Il regista tedesco Veit Helmer indubbiamente ama gli spazi sconfinati delle ex repubbliche dell’Unione Sovietica bagnate dal mar Caspio. Nel 2011 ha girato Baikonur nel cosmodromo dell’omonima località in Kazakistan. Prima, nel 2008 ha girato Absurdistan – premiato al Sundance Film Festival – in un villaggio sperduto dell’Azerbaigian, dove le donne fanno lo sciopero del sesso contro i mariti atavicamente pigri.
Con The Bra-Il reggipetto del 2018 (nelle sale italiane dal 14 novembre con Lab80film), c’è un ritorno in Azerbaigian, quasi a ricordare che sensualità, desiderio e malinconia abitano questi Paesi, che sembrano lontani, come se fossero stati catturati in un sogno.

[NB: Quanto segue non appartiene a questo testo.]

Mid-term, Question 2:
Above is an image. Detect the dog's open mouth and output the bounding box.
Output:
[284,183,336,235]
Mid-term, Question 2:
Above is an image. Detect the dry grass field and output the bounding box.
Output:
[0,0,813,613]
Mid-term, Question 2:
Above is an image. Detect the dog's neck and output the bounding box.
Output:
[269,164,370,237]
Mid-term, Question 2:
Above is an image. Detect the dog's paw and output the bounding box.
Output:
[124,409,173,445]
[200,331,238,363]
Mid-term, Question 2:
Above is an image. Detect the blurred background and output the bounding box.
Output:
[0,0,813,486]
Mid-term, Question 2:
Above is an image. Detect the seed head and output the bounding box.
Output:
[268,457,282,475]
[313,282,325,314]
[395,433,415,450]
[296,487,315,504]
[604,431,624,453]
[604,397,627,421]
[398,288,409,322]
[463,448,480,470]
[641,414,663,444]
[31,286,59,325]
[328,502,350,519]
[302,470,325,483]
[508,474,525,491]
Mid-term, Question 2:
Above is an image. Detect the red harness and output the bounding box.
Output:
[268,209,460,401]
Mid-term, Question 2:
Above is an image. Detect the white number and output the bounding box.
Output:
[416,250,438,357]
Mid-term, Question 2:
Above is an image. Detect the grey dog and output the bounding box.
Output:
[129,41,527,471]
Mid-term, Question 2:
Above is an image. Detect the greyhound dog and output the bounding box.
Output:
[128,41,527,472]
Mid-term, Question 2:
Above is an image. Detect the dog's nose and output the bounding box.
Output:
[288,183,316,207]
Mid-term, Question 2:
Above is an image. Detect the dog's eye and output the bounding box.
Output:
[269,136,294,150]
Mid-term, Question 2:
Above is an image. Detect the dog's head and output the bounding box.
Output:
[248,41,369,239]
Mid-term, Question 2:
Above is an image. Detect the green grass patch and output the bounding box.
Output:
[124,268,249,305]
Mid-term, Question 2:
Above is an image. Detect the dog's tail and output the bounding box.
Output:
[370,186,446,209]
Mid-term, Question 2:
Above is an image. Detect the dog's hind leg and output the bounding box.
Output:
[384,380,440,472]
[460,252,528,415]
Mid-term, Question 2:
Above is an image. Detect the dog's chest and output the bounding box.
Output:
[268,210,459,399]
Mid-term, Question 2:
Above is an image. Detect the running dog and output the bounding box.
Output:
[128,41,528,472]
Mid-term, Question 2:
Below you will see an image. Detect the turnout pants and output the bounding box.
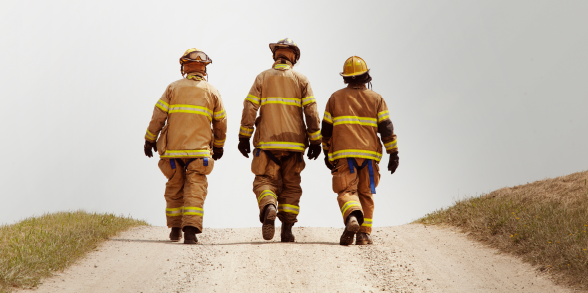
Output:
[331,158,380,234]
[251,149,306,223]
[159,158,214,232]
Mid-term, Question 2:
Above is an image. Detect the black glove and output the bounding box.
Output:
[324,150,335,170]
[237,137,251,158]
[308,144,321,160]
[143,140,157,158]
[212,147,224,161]
[388,152,400,174]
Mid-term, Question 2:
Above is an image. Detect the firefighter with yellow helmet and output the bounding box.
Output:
[322,56,399,245]
[238,38,321,242]
[144,49,227,244]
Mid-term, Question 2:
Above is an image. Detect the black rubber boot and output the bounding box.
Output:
[261,204,277,240]
[339,214,359,245]
[169,227,182,242]
[280,223,295,242]
[355,232,374,245]
[182,226,200,244]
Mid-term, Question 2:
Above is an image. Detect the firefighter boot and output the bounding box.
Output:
[182,226,199,244]
[339,214,359,245]
[355,232,374,245]
[169,227,182,242]
[280,223,294,242]
[261,204,277,240]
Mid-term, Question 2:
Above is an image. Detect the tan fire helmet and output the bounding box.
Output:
[270,38,300,64]
[339,56,370,77]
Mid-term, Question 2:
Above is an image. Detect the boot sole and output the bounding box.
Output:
[261,206,277,240]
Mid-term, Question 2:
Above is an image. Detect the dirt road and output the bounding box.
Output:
[25,224,568,293]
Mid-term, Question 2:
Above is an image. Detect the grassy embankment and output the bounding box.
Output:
[417,172,588,290]
[0,211,147,292]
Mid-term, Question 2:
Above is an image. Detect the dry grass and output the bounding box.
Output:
[0,211,147,292]
[417,172,588,290]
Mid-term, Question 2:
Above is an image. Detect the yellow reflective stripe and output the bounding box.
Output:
[239,126,253,136]
[278,204,300,215]
[184,207,204,216]
[160,150,210,158]
[302,96,316,106]
[329,149,382,162]
[323,111,333,124]
[261,97,302,107]
[245,94,259,105]
[378,110,390,123]
[384,139,398,150]
[155,99,169,113]
[257,190,278,204]
[333,116,378,127]
[257,141,304,151]
[341,200,361,216]
[361,218,372,227]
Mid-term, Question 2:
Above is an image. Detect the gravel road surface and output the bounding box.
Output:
[24,224,570,293]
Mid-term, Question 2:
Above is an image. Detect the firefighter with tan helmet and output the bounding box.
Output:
[322,56,399,245]
[238,38,322,242]
[144,49,227,244]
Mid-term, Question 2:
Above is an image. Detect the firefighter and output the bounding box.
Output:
[238,38,322,242]
[322,56,399,245]
[144,49,227,244]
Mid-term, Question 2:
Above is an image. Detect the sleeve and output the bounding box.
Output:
[302,80,322,144]
[145,86,171,142]
[239,74,262,138]
[378,98,398,154]
[212,92,227,148]
[321,96,333,151]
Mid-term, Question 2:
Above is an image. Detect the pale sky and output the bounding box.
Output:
[0,0,588,228]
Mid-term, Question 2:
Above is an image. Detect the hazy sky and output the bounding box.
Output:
[0,0,588,227]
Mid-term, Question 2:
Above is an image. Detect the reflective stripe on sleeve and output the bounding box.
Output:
[184,207,204,217]
[323,111,333,124]
[155,99,169,113]
[329,150,382,162]
[308,130,323,140]
[341,200,361,217]
[278,204,300,215]
[160,150,210,158]
[257,141,304,151]
[245,95,259,105]
[169,104,212,120]
[361,218,372,227]
[239,126,253,137]
[145,129,157,140]
[384,139,397,151]
[214,109,227,120]
[261,97,302,107]
[333,116,378,127]
[302,96,316,106]
[378,110,390,123]
[257,190,278,204]
[165,207,184,217]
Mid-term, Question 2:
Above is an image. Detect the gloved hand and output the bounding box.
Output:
[308,144,321,160]
[324,150,335,170]
[388,152,400,174]
[237,137,251,158]
[143,140,157,158]
[212,147,224,161]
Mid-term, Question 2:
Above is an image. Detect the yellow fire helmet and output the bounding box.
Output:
[270,38,300,64]
[339,56,370,76]
[180,48,212,65]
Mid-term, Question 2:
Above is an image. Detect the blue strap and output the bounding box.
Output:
[366,160,376,194]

La storia è questa: un vecchio treno merci passa attraverso i grandi prati sotto le montagne del Caucaso. Nella cabina Nurlan (un favoloso Predrag “Miki” Manojlovic), il macchinista, guida il treno lungo il percorso che passa attraverso un angusto quartiere di Baku, dove il tracciato dei binari è così vicino alle case da corrispondere esattamente alla strada che separa tra loro i modesti edifici. La vita del quartiere si svolge sui binari: gli uomini bevono il tè seduti ai tavolini posti sulle rotaie, le donne stendono i panni su fili sospesi sopra il tracciato ferroviario. Quando il treno passa, il fischietto di un ragazzino (Ismail Quluzade) risuona tra le pareti delle case e gli abitanti si alzano, raccolgono frettolosamente i loro oggetti, scappano nelle case e tutto ciò che resta è intercettato dalla carrozza guidata da Nurlan. Lui, a fine giornata, raccoglie gli oggetti rimasti attaccati al treno e li riporta ai loro legittimi proprietari: lenzuola, palloni, piume di pollo. L’ultimo giorno di lavoro, in procinto di andare in pensione (mentre il sostituto macchinista si sta preparando: è Denis Lavant, un’apparizione funambolica), trova attaccato al tergicristalli un oggetto inusuale: un reggiseno, lo stesso reggiseno che aveva attirato la sua attenzione, lo spazio di un battito di ciglia, mentre una donna lo stava togliendo. Nurlan lo mette nella sua valigia e lo porta nel villaggio di campagna in cui vive, seguito dal ragazzino col fischietto. Nei giorni a seguire, pensare alla donna che ha perso quel reggiseno gli toglie il sonno. La grande solitudine in cui vive lo spinge infine a mettersi alla ricerca della sua proprietaria, come fosse il Principe Azzurro con la scarpetta di vetro: una ricerca che si rivelerà difficile, buffa, commovente, e che per lui finirà per coincidere con la ricerca dell’amore e dell’appartenenza.
The Bra-Il reggipetto non è classificabile, perché opta per un cinema senza dialoghi, sostituendo le parole con suoni e musica. È una storia senza parole. Il cinema ha il suo linguaggio, la sua grammatica, i suoi riferimenti, punteggiati qui dalla musica, dai grugniti o dai suoni della vita. Il regista spiega così la sua scelta: “Ho deciso di fare un film senza dialoghi perché considero il parlato un modo per raccontare storie non-filmico. Il cinema è essenzialmente fatto di storie che sono narrate attraverso immagini e suoni, ma non si può semplicemente eliminare i dialoghi dalla sceneggiatura. I film senza dialoghi devono essere concepiti proprio in quanto tali, questo comporta un lavoro notevole nella scrittura”.
Per i ruoli femminili, il regista ha chiesto alle attrici che più stima di diversi paesi: Paz Vega, Maia Morgenstern, Chulpan Khamatova… Anche se a qualcuno, questa storia senza parole, può apparire una favola che si trascina, e le immagini leccate, quasi un estetismo da cartolina, forse ha a che fare – sembra voler suggerire il regista – con la dolcezza della vita, come con la crudeltà degli esseri umani, e la nostalgia di un mondo in cui i treni a vapore collegavano le persone, anche nei villaggi più remoti.